Normal: conforming to a standard; usual, typical, or expected; according to rule; ordinary; well-adjusted; functioning regularly. A relatively recent usage, linking back to the Latin for precept, rule – and the carpenter’s square. It’s all very shipshape and reassuring but, of course, one age’s ‘normal’ can look a little off, sometimes a bit macabre, to other ages. It was, apparently, ‘quite normal in the nineteenth century for the family album to have photographs of the infant dead, choreographed so that, with eyes open, they still seemed to be alive.’[1] Then too normality can be appraised from widely differing ethical and political standpoints: ‘It was normal for goods to arrive from all over the world and freely circulate, while men and women were turned away at the borders. To cross them, some had themselves locked into trucks, inert merchandise, and died asphyxiated when the driver forgot them in a Dover parking lot under the June sun.’[2]
(Hannah Arendt via the BBC)
And there are those instances where the whole business of definitions and comparisons rather falls to pieces. Writing of Adolf Eichmann, whose trial for war crimes she was reporting for the New Yorker, Hannah Arendt stated that Eichmann ‘was indeed normal insofar as he was “no exception within the Nazi regime.” However, under the conditions of the Third Reich only “exceptions” could be expected to react “normally.” This simple truth of the matter created a dilemma for the judges which they could neither resolve nor escape.’[3]
Still, as individuals, we have a pretty clear sense of the normal we would recognise and long to see again. Perhaps for many of us, given the chosen or obligatory changes of the past few weeks, it includes a sharper or deeper sense of quite small and ordinary things, the details—often undervalued—on which our lives actually rest. From that secure position, we might again be cavalier about more general versions of ‘normal’. Writing in 1927 from Paris to Ford Madox Ford in New York, Stella Bowen praised Ford’s recently completed Last Post. Knowing that Valentine Wannop was based largely on her, Bowen commented on several successful aspects of the book, ‘even Valentine’s agonies’, adding: ‘even if she is so beastly normal!’[4]
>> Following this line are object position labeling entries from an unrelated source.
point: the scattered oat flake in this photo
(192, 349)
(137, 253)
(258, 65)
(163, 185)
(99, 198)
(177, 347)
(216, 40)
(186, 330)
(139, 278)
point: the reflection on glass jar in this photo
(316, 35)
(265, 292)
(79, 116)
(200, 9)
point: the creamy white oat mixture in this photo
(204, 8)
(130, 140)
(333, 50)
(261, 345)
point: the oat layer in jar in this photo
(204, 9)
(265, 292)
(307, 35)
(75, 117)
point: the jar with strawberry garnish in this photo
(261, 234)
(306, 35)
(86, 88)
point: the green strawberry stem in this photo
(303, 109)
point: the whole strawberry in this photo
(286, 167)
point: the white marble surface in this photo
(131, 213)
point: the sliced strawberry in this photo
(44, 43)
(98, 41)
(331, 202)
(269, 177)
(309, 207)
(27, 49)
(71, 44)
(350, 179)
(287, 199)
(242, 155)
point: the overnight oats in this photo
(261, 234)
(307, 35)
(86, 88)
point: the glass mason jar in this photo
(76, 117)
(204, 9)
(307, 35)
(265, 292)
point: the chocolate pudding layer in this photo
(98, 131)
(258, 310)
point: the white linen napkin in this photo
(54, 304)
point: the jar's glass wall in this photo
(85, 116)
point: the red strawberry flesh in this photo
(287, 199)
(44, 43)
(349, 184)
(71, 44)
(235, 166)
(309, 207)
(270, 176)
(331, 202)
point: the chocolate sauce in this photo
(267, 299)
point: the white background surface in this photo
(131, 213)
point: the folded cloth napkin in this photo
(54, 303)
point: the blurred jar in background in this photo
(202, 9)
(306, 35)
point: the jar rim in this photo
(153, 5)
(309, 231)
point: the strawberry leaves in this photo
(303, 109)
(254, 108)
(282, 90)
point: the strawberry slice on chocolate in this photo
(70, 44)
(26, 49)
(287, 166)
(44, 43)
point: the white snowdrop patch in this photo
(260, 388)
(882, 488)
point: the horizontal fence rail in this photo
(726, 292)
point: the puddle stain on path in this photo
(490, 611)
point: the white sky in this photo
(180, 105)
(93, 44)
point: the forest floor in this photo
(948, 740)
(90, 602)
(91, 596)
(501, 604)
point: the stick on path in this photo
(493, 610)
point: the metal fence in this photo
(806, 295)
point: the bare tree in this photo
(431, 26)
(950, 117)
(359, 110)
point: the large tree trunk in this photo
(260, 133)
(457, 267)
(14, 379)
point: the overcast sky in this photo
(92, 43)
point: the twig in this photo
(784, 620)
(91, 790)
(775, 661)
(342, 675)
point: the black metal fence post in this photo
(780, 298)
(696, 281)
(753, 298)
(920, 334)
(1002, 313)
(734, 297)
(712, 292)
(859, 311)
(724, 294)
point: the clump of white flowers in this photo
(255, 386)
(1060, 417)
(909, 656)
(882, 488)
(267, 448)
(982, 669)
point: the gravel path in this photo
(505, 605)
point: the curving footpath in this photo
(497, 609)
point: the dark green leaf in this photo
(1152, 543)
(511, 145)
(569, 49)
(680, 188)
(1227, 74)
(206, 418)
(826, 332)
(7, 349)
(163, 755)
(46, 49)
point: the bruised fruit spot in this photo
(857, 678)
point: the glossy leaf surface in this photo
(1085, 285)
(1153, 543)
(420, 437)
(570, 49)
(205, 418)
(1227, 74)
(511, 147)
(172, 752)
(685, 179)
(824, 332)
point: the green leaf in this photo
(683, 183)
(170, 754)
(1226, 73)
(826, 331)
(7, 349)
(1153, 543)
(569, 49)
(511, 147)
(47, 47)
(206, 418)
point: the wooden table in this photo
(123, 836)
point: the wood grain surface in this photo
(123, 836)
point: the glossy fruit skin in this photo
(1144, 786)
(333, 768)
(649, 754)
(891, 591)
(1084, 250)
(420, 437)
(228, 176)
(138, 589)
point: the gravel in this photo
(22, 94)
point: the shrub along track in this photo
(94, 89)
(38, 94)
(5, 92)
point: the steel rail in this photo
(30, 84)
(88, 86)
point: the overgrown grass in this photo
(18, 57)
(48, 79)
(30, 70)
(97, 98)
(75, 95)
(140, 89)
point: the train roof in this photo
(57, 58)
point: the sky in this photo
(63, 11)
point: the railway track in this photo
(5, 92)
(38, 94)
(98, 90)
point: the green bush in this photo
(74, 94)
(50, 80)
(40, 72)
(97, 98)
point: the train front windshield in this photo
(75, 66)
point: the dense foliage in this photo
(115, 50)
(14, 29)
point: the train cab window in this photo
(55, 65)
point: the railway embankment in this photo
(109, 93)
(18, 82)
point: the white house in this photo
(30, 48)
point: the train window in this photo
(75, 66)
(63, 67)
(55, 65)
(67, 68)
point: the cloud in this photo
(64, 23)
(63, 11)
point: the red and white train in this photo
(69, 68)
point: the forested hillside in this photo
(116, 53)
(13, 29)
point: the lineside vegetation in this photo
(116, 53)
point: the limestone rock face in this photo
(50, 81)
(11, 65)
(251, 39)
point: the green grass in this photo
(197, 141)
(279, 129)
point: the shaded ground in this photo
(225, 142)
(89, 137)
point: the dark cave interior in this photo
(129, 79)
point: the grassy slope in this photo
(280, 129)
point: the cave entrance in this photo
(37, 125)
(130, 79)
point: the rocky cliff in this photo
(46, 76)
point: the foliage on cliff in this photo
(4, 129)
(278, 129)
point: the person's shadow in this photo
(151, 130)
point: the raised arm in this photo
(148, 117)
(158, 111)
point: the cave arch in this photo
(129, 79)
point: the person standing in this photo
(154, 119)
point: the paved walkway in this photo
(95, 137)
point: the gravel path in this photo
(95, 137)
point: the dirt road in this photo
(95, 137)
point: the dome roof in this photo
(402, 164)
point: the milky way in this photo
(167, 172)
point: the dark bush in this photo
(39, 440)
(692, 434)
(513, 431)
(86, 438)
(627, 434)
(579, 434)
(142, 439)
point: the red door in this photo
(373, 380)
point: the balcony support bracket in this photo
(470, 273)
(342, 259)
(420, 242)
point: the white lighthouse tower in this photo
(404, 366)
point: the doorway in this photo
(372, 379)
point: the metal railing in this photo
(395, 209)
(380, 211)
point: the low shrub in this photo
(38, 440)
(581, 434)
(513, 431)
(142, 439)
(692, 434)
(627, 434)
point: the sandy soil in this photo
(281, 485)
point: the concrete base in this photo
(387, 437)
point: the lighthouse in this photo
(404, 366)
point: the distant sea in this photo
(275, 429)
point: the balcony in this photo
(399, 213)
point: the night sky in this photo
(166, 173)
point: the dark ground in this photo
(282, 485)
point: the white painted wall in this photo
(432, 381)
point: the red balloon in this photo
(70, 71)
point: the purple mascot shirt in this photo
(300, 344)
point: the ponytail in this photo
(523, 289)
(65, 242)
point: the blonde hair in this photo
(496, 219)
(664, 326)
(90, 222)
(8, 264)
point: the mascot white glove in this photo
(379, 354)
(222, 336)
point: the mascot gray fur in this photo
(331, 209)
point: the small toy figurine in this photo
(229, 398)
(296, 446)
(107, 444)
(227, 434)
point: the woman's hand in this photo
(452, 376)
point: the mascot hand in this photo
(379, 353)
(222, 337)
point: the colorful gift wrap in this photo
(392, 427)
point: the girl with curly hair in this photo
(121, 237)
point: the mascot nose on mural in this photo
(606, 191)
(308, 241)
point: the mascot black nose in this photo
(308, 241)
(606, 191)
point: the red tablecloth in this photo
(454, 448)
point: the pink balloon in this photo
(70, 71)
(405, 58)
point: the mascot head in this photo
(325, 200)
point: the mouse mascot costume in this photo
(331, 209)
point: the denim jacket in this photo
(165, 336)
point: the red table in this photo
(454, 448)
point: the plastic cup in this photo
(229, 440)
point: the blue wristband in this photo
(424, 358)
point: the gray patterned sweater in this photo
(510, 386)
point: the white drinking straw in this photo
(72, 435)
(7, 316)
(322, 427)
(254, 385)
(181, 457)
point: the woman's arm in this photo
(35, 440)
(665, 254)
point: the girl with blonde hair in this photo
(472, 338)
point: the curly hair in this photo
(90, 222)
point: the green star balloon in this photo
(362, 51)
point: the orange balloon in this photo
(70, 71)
No doubt the beast will come again – and how readily will we recognise him, or her, or it, when that happens?
Notes
[1] Raphael Samuel, Theatres of Memory (London: Verso, 1996), 375; and see some of the photographs in Michael Lesy’s Wisconsin Death Trip (1973; Albuquerque: University of New Mexico Press, 2000).
[2] Annie Ernaux, The Years, translated by Alison L. Strayer (London: Fitzcarraldo Editions, 2019), 205.
[3] Hannah Arendt, Eichmann in Jerusalem: A Report on the Banality of Evil, revised and enlarged edition (London: Penguin Books, 1994), 26-27.
[4] Correspondence of Ford Madox Ford and Stella Bowen, edited by Sondra J. Stang and Karen Cochran (Bloomington & Indianapolis: Indiana University Press, 1993), 331.